Veronika Drljačić

Personal information
- Born: 13 December 2001 (age 24)

Sport
- Sport: Athletics
- Event: 400 metres

Achievements and titles
- Personal bests: 200m: 23.23 (Karlovac, 2025) 400m: 51.22 (Volos, 2025) Indoor 200m: 23.76 (Mesto, 2026) NR 400m: 52.71 (Karlsruhe, 2026)

Medal record
Women's athletics
Representing Croatia
World University Games
| Silver medal – second place | 2025 Bochum | 400 m |

= Veronika Drljačić =

Croatian sprinter (born 2001)

Veronika Drljačić (born 13 December 2001) is a Croatian sprinter. She won the silver medal over 400 metres at the 2025 Summer World University Games and is the Croatian indoor national record holder over 200 metres. She competed at the 2025 World Athletics Championships.

==Biography==
Drljačić was a member of the Croatian 4 x 400 metres team which set a national record at the 2023 European Athletics Team Championships Second Division in Silesia in June 2023.

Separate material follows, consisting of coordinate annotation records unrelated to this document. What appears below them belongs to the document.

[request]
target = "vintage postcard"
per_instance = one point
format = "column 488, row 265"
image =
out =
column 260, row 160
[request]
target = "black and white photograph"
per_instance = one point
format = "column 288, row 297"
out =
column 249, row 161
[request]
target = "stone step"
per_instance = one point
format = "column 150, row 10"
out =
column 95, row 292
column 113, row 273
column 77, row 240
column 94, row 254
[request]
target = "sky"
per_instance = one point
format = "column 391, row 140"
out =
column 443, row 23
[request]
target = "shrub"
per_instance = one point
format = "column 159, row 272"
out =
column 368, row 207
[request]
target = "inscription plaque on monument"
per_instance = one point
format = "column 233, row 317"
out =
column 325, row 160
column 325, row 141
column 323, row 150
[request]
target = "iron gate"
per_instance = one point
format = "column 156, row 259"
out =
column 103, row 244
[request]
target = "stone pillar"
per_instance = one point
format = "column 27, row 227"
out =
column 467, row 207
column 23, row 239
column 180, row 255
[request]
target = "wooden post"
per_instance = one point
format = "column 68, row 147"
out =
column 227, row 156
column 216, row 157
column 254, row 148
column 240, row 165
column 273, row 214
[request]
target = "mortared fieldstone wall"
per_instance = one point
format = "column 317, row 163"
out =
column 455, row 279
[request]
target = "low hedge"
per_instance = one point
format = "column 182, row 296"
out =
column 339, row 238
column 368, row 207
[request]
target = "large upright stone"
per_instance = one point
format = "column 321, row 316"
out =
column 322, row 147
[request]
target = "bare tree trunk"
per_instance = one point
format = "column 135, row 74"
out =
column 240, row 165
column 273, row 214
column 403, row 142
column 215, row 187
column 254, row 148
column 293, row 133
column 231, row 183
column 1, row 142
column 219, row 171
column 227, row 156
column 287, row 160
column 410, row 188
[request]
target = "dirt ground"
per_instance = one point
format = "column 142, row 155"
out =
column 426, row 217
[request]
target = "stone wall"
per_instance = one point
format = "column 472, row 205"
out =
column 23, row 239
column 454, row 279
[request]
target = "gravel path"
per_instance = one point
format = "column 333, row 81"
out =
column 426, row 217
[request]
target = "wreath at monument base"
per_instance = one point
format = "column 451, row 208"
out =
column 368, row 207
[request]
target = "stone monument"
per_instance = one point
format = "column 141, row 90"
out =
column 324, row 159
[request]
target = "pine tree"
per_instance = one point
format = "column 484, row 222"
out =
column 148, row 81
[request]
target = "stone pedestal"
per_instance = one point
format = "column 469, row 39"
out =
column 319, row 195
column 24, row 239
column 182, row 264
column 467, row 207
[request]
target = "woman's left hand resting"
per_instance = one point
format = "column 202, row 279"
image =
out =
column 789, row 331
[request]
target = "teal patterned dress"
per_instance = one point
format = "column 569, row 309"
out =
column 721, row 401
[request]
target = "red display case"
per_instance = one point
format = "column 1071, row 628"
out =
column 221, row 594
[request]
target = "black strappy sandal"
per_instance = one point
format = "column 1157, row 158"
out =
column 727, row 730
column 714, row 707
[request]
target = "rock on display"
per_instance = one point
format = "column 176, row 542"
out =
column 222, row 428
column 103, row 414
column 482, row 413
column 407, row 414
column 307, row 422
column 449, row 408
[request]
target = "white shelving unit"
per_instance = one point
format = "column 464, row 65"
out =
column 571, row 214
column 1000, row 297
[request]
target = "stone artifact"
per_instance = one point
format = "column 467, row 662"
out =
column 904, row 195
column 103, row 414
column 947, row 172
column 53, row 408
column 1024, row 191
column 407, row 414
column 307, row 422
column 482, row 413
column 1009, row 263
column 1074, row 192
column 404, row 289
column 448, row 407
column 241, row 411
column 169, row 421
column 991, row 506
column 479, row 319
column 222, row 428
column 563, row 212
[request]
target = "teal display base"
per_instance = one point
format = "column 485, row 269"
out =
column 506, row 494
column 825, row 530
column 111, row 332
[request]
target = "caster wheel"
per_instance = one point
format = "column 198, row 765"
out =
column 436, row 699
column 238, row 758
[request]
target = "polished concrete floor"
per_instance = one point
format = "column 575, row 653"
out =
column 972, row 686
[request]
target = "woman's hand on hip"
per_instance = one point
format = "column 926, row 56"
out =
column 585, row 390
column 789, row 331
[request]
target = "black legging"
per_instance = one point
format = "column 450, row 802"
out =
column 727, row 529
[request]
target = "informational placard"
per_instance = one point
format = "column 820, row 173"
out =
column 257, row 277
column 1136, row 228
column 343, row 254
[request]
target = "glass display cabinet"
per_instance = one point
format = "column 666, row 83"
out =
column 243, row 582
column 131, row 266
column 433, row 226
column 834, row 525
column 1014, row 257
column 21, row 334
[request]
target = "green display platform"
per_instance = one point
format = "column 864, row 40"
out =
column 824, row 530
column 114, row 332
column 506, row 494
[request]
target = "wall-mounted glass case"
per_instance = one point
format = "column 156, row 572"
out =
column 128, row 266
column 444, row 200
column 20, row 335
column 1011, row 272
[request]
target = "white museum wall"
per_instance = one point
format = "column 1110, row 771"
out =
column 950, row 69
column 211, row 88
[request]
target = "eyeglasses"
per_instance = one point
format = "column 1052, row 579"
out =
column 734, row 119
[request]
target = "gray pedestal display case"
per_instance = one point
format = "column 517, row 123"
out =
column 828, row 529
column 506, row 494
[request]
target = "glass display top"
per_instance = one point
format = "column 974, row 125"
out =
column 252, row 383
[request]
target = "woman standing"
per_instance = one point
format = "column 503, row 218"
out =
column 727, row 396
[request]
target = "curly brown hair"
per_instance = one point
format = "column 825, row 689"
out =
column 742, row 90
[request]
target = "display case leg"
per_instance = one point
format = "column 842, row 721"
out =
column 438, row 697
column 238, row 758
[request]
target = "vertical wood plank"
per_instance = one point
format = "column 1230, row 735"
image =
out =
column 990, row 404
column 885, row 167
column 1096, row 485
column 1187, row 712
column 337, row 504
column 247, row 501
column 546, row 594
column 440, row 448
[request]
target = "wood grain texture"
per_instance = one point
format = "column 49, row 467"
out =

Competing in the 400m indoors, she set a new indoor personal with a time of 53.42 seconds in Hungary in February 2025. She competed for Croatia at the 2025 European Athletics Indoor Championships in Apeldoorn, Netherlands the following month, without advancing to the semi-finals.

Drljačić was a member of the Croatian 4 x 100 metres relay which set a national record at the 2025 European Athletics Team Championships Second Division in Maribor in June 2025. She won a silver medal over 400 metres at the 2025 Summer World University Games in Bochum, Germany, running a personal best 51.66 seconds in the final. Competing at the 2025 Balkan Athletics Championships she set a personal best of 51.22 seconds for the 400 metres, winning the gold medal in Volos, Greece. In August, she won the 400 metres and 200 metres tiles at the Croatian Athletics Championships, running a championship record 52.62 in the 400 metres, and setting a personal best 23.23 in the 200 metres.

Drljačić competed at the women's 400 metres at the 2025 World Athletics Championships in Tokyo, Japan in September 2025, without advancing to the semi-finals.

Competing indoors in January 2026, she ran a personal best in the 400 meters, with a time of 52.81 in Zagreb. Shortly afterwards in Novo Mesto, she ran a new indoors national record in the 200 meters. Later that month in Belgrade, she was part of the Croatian 4 × 400 m relay team that set a new national indoor record of 3:39.71. She won the 400 metres at the 2026 Croatian Indoor Championships in Zagreb, running 53.28 seconds. The following day, she ran 23.77 seconds to also win the 200 metres. She competed at the 2026 World Athletics Indoor Championships in Toruń, Poland. Competing at the 2026 European Athletics Championships in Birmingham, England, in August, she was a semi-finalist in the 400 metres.

==Personal life==
From Križevci, she studied at the University of Zagreb.